First rule of thieving, always keep a clear head he thought and felt guilty. He was trying.
“But Ben basically adopted you, it’s not your fault,” Juno frowned, picking at his nail polish, “It’s not an excuse for me being a dick. Yeah, you’re strange and you know how to do weird stuff and there’s things you’re not telling us...but hell, that’s basically everyone.”
“Thanks?” Peter said with an unsure smile, making Juno laugh again. The lightheadedness got worse then.
Juno shrugged, leaning far back enough so he was looking up at the stars. They reflected back in his dark eyes, pinpoint sparks in what looked like nothingness but was so much more. For the first time since he’d met Mag, Peter got the sense that someone understood him. That if he told them everything about himself, his fears and hopes, the planets he wanted to walk on some day, the world he wanted to make for himself and why, Juno would understand. Maybe even in a way Mag didn’t.
And he couldn’t say a word to him. He didn’t even know his real last name.
At that moment, Peter Nureyev could have cried.
“Bet Benten’s already texted me a million times,” Juno sighed, “Worrying about where I am’s probably really cutting into his making out with Mick time.”
Peter forced a smile, “We could go back.”

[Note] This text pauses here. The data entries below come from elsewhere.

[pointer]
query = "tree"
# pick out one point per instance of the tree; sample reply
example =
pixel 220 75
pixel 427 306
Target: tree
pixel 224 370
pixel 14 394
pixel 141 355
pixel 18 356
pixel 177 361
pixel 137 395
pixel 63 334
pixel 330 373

Juno paused then shook his head, voice softer and quieter than before, “Nah. Not yet. Five more minutes.”
Relief poured through Peter’s chest, even with the sadness still smouldering like embers in his stomach that wouldn’t go out. He wasn’t ready to go back either.
“Hey, huddle in, would ya, it’s freezing,” Juno grunted, suddenly drawing right up close until his side was flush against Peter’s, even going as far as to rest his head on Peter’s shoulder.
Despite what he’d said, his skin was so warm and he smelled of pot smoke, cheap beer and some flowery perfume. His head was heavy on Peter’s thin shoulder and his curls tickled his nose. But Peter couldn’t have moved away if his life depended on it.
Because even if he couldn’t have that understanding, even if he couldn’t let Juno really see him, he could have this. He could have these bitterly cold five minutes in a darkened park by a broken fountain with uncomfortable gravel under his ass, blood drying on his cheek and another boy’s head on his shoulder.
And if that was all he’d ever get, then Peter Nureyev was grabbing it with both hands and never letting go.